Opinions of Friday, 30 September 2016
Columnist: thechronicle.com.gh
What is this that I am hearing? Oga Kwatakwata contravened the gift policy when he took the Ford Exhibition car from a Burkinabe contractor, who himself took a whopping US$650,000 from bungling state officials for constructing this nation’s equivalent of a Jericho Wall around a four-plot state property next door.
What should be music in the ears of those seeking an end to corruption, is beginning to sound like a waffled drumbeat. What CHRAJ is saying is that Oga Kwatakwata is guilty of accepting a gift he should not have taken. Forget about the conclusion from spineless CHRAJ officials that it did not amount to a bribe.

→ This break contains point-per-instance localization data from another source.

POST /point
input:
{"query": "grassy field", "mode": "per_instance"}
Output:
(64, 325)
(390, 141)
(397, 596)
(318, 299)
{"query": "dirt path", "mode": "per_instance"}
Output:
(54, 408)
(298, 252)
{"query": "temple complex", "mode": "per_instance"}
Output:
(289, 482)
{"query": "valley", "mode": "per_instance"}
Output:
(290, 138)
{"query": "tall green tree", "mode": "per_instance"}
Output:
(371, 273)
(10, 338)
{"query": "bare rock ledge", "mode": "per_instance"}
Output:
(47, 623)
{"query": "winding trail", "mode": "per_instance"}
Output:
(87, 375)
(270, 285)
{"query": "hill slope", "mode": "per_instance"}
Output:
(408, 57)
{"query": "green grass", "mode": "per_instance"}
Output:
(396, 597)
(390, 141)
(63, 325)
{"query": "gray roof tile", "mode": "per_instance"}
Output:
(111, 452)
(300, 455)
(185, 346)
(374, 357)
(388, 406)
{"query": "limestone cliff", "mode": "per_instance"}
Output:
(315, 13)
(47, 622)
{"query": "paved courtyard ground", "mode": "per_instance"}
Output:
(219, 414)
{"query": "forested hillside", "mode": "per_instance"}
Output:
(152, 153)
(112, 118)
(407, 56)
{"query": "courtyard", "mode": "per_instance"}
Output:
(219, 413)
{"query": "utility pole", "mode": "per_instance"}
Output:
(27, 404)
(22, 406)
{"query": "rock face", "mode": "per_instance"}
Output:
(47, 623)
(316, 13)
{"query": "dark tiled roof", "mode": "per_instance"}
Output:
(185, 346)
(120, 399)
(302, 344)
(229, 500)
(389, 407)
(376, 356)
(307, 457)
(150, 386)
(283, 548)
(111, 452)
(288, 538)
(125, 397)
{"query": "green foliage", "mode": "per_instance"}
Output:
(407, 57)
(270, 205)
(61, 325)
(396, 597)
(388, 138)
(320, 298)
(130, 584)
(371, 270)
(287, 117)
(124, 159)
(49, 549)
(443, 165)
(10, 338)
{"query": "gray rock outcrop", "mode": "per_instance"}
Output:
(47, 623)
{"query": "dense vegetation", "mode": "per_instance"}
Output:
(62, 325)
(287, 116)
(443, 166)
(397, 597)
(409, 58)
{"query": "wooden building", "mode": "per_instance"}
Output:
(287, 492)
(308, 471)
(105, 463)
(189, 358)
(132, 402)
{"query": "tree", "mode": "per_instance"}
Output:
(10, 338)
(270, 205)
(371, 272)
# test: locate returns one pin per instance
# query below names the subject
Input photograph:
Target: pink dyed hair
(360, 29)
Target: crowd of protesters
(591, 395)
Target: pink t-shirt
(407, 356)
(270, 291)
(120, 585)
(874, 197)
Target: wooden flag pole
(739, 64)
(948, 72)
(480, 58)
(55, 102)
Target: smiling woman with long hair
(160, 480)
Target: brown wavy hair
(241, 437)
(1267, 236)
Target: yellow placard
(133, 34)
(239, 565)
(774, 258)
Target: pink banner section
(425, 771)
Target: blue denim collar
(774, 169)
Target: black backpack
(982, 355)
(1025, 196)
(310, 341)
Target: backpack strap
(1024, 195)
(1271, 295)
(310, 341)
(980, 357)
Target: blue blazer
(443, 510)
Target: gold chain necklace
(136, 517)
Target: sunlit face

What is it then, when a President receives a gift from a contractor who has executed a state contract and been paid more than ten times the actual worth of the contract, after which he offers the Oga Kwatakwata a car he might not have solicited for?
With one foot already in the grave, the bald old man has held more chalk and teaching manuals than studying the award of contracts in all forms. But when a wall around a four-plot property cost US$650,000, it must be strange, even in Jericho, which is why the Ford Exhibition car gift went beyond a mere gift.
In any language, it is a bribe.
Whatever CHRAJ might have said, the fact that it took four solid years and a young reporter’s investigation to bring the affair to the attention of the long suffering people of this nation is the story.
The old man might not b e a quantity surveyor, but I bet my bottom cedi, that wall could not have cost more than US$50,000, which is why eyebrows would continue to be raised at the project and its gift.
Those who decided to save Oga Kwatakwata’s brushes by entering a plea of not culpable of conflict of interest, bribery or fraud, in relation to the manner in which the gift was given to him, were speaking more from the fear factor than an analysis of the real situation.
If Oga contravened the Gift Policy of his own administration, what this means is that the leader of this society, who left the slave Castle under a Certificate of Emergency, ought to purge himself. He cannot purge himself by doing nothing.
I am told that the commission has come out with a 78-page report. At my age and disposition, reading a 78-page report is an invitation to subject the eye to strain, which is why, as an academic, with several years experience of directing students to research into matters of such nature, I have decided to interpret the report in a simple manner.
Those singing the praises of Oga Kwatakwata, and thinking the matter is over, might indeed, be simpletons. There is more to this report than the political lenses on offer now. Like Muhammad Ali once said: You can run, but you cannot hide.
A time would come when the report would be given its proper meaning, which is why the jubilation should be put on hold.